Mais j’avais compté sans l’avenir. La mort du mon frère me condamna à épouser sa fiancée. Je ne vous dirai rien de ce temps de ma vie; ce ne fut pas encore le plus amer, Indiana, et cependant je fus l’époux d’une femme qui me haïssait et que je ne pouvais aimer. Je fus père, et je perdis mon fils; je devins veuf, et j’appris que vous étiez mariée !

Ces jours d’exil en Angleterre, cette époque de douleur, je ne vous les raconte pas. Si j’eus des torts envers quelqu’un, ce ne fut pas envers vous; et, si quelqu’un en eut envers moi, je ne veux pas m’en plaindre. Là, je devins plus égoïste, c’est-à-dire plus triste et plus défiant que jamais. A force de douter de moi, on m’avait contraint à devenir orgueilleux et à compter sur moi-même. Aussi je n’eus, pour me soutenir dans ces épreuves, que le témoignage de mon cœur. On me fit un crime de ne pas chérir une femme qui ne m’épousa que par contrainte et ne me témoigna jamais que du mépris ! On a remarqué depuis, comme un des principaux caractères de mon égoïsme, l’éloignement que je semblais éprouver pour les enfants.

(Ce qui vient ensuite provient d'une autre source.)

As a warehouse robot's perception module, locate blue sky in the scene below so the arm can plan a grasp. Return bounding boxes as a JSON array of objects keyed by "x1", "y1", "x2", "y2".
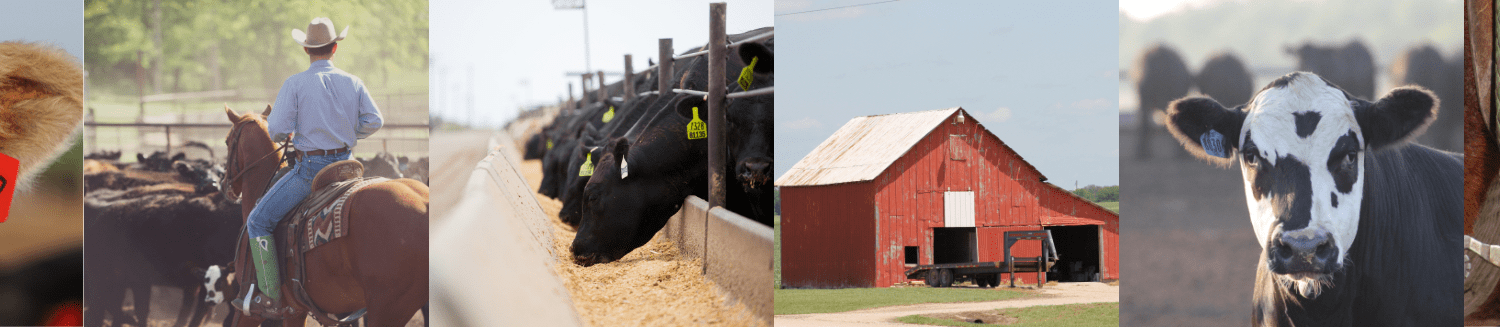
[
  {"x1": 0, "y1": 0, "x2": 84, "y2": 60},
  {"x1": 776, "y1": 0, "x2": 1119, "y2": 189},
  {"x1": 428, "y1": 0, "x2": 773, "y2": 128}
]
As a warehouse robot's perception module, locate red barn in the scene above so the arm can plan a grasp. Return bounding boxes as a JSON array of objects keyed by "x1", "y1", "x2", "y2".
[{"x1": 776, "y1": 108, "x2": 1119, "y2": 288}]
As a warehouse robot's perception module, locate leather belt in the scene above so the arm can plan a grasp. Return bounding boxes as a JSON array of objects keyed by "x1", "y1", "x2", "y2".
[{"x1": 300, "y1": 147, "x2": 350, "y2": 156}]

Il est arrivé à Raymon de me railler cruellement sur cette disposition, en observant que les soins nécessaires à l’éducation des enfants cadraient mal avec les habitudes rigidement méthodiques d’un vieux garçon. Je pense qu’il ignorait que j’ai été père, et que c’est moi qui vous ai élevée. Mais aucun de vous n’a voulu comprendre que le souvenir de mon fils était, après bien des années, aussi cuisant pour moi que le premier jour, et que mon cœur ulcéré se gonflait à la vue des blondes têtes qui me le rappelaient. Quand un homme est malheureux, on craint de ne pas le trouver assez coupable, parce qu’on craint d’être forcé de le plaindre.

Mais ce que nul ne pourra jamais comprendre, c’est l’indignation profonde, c’est le désespoir sombre, qui s’emparèrent de moi lorsqu’on m’arracha de ces lieux, moi pauvre enfant du désert, à qui personne n’avait un regard de pitié, pour me charger des liens de la société; lorsqu’on m’imposa d’occuper une place vide dans ce monde qui m’avait repoussé; lorsqu’on voulut me faire comprendre que j’avais des devoirs à remplir envers ces hommes qui avaient méconnu les leurs envers moi. Eh quoi ! nul d’entre les miens n’avait voulu être mon appui, et maintenant tous me convoquaient à l’assemblée de leurs intérêts pour me charger de les défendre ! On ne voulait pas même me laisser jouir en paix de ce qu’on ne dispute point aux parias, l’air de la solitude ! je n’avais dans la vie qu’un bien, un espoir, une pensée, celle que vous m’apparteniez pour toujours; on me l’enleva, on me dit que vous n’étiez pas assez riche pour moi. Amère dérision ! moi que les montagnes avaient nourri et que le toit paternel avait répudié ! moi à qui on n’avait pas laissé connaître l’usage des richesses, et à qui l’on imposait maintenant la charge de faire prospérer celles des autres !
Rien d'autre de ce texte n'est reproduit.